A brutal militant attack on a Sinai mosque that killed more than 300 worshippers a year ago — the deadliest such attack in Egypt in living memory — prompted general-turned-president Abdel-Fattah el-Sissi to order a major offensive.
The operation, with thousands of troops backed by tanks, jet-fighters and warships, got underway in February. Security forces almost completely sealed off northern Sinai, causing shortages of food and fuel. The siege was eased in May, allowing normalcy to gradually return to the mostly desert region, especially in El-Arish.
Barely a year ago, militants in El-Arish killed suspected informants in broad daylight, set up bogus checkpoints, shot Christians in their stores, snatched clerics and members of the security forces to later dump their bodies on the streets. Now traffic is heavy, families are out in public, stores are filled with goods, and school classes are packed with children.
The military is eager to tout the changes.
"Terrorism will be completely defeated in a matter of a few months," announced Mohammed Abdel-Fadeel Shoushah, a retired general who serves as the governor of northern Sinai. "Now we are focusing on development, which is the basis of security."
For now, though, El-Arish shows enduring signs of conflict.
A Pharaonic-style building across the road from the governor's heavily guarded office has almost every one of its windows shattered. Some streets are blocked by sand berms, while others are sealed off by concrete blocks. Unfinished buildings are everywhere in the city, parts of which look deserted. Many of the date palms in the city look like they have received little care for years.
Authorities are building a wall around the city's airport after militants last December rocketed a helicopter used by the then defense and interior ministers while parked on the tarmac. The ministers were unharmed, but one officer was killed in the attack.
Another wall with heavily fortified watch towers is being built on the southern reaches of the city to prevent militants from infiltrating through dense olive orchards.
The pervasive security, and the great lengths to which the military went to protect the journalists, suggest danger may not be far away. The reporters traveled in armored cars with gunners in full combat gear perched atop, and a signal-jamming vehicle tagged along as a precaution against roadside bombs. The top officials in the convoy were protected by heavily armed policemen in black fatigues and ski masks.

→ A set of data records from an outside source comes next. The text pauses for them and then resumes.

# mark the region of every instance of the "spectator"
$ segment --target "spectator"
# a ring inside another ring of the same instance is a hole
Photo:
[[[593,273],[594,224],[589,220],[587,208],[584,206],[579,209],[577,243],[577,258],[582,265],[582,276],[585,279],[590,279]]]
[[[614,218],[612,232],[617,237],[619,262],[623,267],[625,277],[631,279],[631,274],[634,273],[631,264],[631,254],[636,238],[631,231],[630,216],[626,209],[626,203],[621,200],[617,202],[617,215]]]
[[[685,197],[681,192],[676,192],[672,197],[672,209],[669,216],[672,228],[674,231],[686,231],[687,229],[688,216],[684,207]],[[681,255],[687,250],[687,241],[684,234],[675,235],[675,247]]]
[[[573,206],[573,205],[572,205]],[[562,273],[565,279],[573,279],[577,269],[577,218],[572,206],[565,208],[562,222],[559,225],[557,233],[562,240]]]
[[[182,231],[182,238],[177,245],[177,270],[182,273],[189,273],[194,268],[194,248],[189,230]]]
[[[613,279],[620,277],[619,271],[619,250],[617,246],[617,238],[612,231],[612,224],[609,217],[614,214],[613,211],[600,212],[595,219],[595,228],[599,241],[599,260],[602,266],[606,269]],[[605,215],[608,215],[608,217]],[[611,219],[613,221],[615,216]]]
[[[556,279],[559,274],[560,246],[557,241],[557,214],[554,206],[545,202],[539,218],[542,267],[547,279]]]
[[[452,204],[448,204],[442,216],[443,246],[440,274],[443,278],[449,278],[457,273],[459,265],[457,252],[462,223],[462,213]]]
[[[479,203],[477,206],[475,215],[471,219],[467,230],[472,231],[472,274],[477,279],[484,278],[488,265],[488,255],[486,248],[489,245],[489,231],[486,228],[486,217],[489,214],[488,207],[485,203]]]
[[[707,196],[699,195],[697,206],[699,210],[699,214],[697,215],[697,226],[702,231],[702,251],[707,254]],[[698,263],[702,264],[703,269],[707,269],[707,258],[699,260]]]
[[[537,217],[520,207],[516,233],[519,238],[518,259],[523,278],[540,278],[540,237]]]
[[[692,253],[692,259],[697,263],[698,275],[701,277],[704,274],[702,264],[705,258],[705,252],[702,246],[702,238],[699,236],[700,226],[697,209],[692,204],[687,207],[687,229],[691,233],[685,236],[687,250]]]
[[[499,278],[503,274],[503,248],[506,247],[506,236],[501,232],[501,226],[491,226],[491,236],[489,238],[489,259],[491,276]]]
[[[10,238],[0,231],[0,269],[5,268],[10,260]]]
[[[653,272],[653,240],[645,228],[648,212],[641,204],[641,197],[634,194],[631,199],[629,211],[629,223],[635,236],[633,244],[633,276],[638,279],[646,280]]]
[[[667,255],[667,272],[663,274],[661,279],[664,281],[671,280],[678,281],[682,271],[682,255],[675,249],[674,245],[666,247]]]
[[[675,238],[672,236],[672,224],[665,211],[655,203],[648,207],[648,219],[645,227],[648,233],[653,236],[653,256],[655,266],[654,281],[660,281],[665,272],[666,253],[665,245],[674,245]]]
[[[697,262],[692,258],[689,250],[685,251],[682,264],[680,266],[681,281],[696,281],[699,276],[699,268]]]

In late October, militants twice attacked workers employed by the company building the wall just south of El-Arish, killing at least six and wounding 16. Earlier in November, security forces killed 12 militants hiding in unused buildings in El-Arish.
"Stay put in the vehicle and don't come out and wander around," an armed plainclothes police officer sternly warned reporters during one stop. "It is not as safe as you might think," he said, pointing to the expanse of desert on one side of the road.
The magnitude of the counterterrorism task becomes apparent during the nearly 200-kilometer (125-mile) journey through the desert from the east bank of the Suez Canal to El-Arish.
All along the road are military positions. At some, tanks are buried in the sand for protection with only their turrets showing. Soldiers on watch towers in the middle of nowhere cut forlorn figures against a backdrop of desert. The checkpoints create long lines of vehicles. Helicopters occasionally hover above.
El-Arish resident Hassan Mahdi, a lawyer who came to Sinai from a Nile Delta province as a young boy nearly 30 years ago, said the restored security is a welcome change.
"To be honest, life was very, very difficult here," he said. "Businesses were relocating out of Sinai in search of security and many things were in short supply. Not anymore."